2014-04-13 01:53:01 AM  
"Steal" is such an ugly term. And remember the Law of Salvage....
 
2014-04-13 02:48:53 AM  
...one ping only, Vasily!
 
2014-04-13 03:53:57 AM  
Done in one
 
NFA [TotalFark]
2014-04-13 07:16:40 AM  
Slow news day?  Writing stories from the archive?  Too damn lazy to do real work?

Old news is really old.  This story has been published many, many time.
 
2014-04-13 07:59:57 AM  
Lemme guess...Glomar Explorer. *click* yep.

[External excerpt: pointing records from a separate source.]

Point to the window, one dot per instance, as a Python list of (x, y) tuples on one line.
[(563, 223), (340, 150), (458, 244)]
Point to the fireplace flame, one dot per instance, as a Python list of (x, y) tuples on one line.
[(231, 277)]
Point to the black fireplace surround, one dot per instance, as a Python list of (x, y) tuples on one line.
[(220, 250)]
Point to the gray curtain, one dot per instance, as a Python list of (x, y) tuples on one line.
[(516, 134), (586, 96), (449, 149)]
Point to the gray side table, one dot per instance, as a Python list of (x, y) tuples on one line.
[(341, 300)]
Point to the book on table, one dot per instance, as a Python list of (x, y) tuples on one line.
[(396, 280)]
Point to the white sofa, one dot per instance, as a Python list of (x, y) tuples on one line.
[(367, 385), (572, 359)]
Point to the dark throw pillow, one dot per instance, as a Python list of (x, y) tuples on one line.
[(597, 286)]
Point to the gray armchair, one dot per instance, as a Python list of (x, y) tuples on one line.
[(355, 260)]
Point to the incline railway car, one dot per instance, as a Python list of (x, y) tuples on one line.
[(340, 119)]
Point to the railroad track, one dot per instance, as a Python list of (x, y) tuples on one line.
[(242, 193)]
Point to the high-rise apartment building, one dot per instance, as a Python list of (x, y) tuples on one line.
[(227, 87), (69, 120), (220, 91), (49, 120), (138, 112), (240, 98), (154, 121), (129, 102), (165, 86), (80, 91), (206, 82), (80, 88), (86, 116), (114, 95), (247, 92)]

This story crops up every generation of writers. My dad used to work for a guy who worked on it. That's about all he could say about it at the time.
 
2014-04-13 09:08:23 AM  
Yup, no new news, but it gets dredged up each year.
 
2014-04-13 09:26:14 AM  
One of our submarines is missing...

img.fark.net
 
2014-04-13 09:26:23 AM  

dramboxf: "Steal" is such an ugly term. And remember the Law of Salvage....


Inuentoribus Custodes.
 
2014-04-13 09:32:23 AM  
Well they stole a 1/2 to 2/3rds of a Soviet submarine.
 
2014-04-13 09:33:06 AM  
You can't steal a wrecked ship.  Finders keepers.
 
2014-04-13 09:36:00 AM  

NFA: Slow news day?  Writing stories from the archive?  Too damn lazy to do real work?

Old news is really old.  This story has been published many, many time.


Like, when it happened old. The whole thing was so transparent nobody bought the cover story for a minute.
 
2014-04-13 09:37:12 AM  

enry: Lemme guess...Glomar Explorer. *click* yep.

This story crops up every generation of writers. My dad used to work for a guy who worked on it. That's about all he could say about it at the time.


Well, it is an interesting story the first time you read it.
 
2014-04-13 09:37:35 AM  
The question remains whether the sub died trying to fire one of those SS-N-5s.
 
2014-04-13 09:38:41 AM  
It was an impressively large ship, though

/drove past it often when it was anchored at Suisun
 
2014-04-13 09:39:19 AM  

NFA: Slow news day?  Writing stories from the archive?  Too damn lazy to do real work?

Old news is really old.  This story has been published many, many time.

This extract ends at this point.